The $18.7 billion that Obama will request for NASA – up from $18.026 billion for fiscal 2010 in the last Bush budget request – does not include the $1 billion NASA will receive in the $787 billion stimulus package that President Barack Obama signed Feb. 16.
Aviation Week has learned that in addition to the human-lunar return, Obama wants to continue robotic exploration with probes to Mars and other Solar System destinations, as well as a space telescope to probe deeper into the universe. — Frank Morring, Jr., Aviation Week
We’ll see if Aldrin’s Unified Space Vision makes a difference, but it would appear President Obama remains very motivated to see an American back on the Moon in a decade.
Read the full Unified Space Vision »
Source: New Scientist
14 thoughts on “One Giant Leap… into Obscurity? Not Quite”
Dr. Hsu asked the Moon Society for their endorsement, and based on the objections by many, including my own, I am informed they declined. I had submitted my own reaction to the report HERE: http://lunarnetworks.blogspot.com/2009/02/grand-space-development-strategy.html
In short, as much as we all respect Colonel Aldrin, I will take Dr. Schmitt’s wisdom on importance of the Moon to our future success in Space Exploration, almost any day of the week. The work had some value, which made the criticism of it more difficult.
There are several more Earthly reasons to go back to the Moon and gather more detailed data. We need more precise orbits for our satellites and then the gravity of the Moon actually needs to be better know. We want GNSS on the Moon and I’m sure we can come up with plenty other arguments as well that not necessarily are motivated by space exploration but rather management of our own planet.
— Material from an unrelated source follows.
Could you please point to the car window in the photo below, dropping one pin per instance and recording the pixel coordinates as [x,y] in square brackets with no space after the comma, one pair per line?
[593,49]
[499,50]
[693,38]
Actually there are several factual errors here. First, I am on the Board of Directors of a new organization made up of 24 space advocacy and business groups. This organization has as one of its reference documents the full transcript of this paper and the focus of it was not about attacking NASA, (Feng Hsu actually refers to this group ” The Space Renaissance Initiative)and not about going to mars or the Moon as the main focus. The main focus was a unified Strategic vision, one where NASA still exists and is doing even more exploration but a vision where Space Development is the focus. So far in all the reports I haven’t read anyone picking this aspect up yet.
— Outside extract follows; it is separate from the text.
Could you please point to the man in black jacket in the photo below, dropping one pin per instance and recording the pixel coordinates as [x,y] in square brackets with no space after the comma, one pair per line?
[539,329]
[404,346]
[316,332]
The Aldrin- Hsu- Cox paper talks about creating a space development authority to foster concepts that will benefit the entire space sector such as developing cheap space access and collaborating with international partners both government and private sector. This is a win win for NASA and the private space sector, it will lead to less money being spent by the government on space missions, higher volume, and economic development of the solar system starting in LEO. Most of the crticism I have read is kneejerk reaction by people who have only skimmed over this document or who do not know the authors.
And by the way, the Moon Society is part of this group as well and as far as I know initially had problems with it, but once we sat down and worked over the main points and the true focus of this document did agree with it (with some modifications) at this point there are some minor revisions being made as well so that’s not even the complete version. It’s not about going to the Moon, Mars or anywhere else as much as it is about providing the enabling systems and framework to develop a space economy where government missions can be much cheaper and the private sector can get much more involved. My own group- MarsDrive is part of this effort and we endorse this paper, because we have bothered to read it and understand it.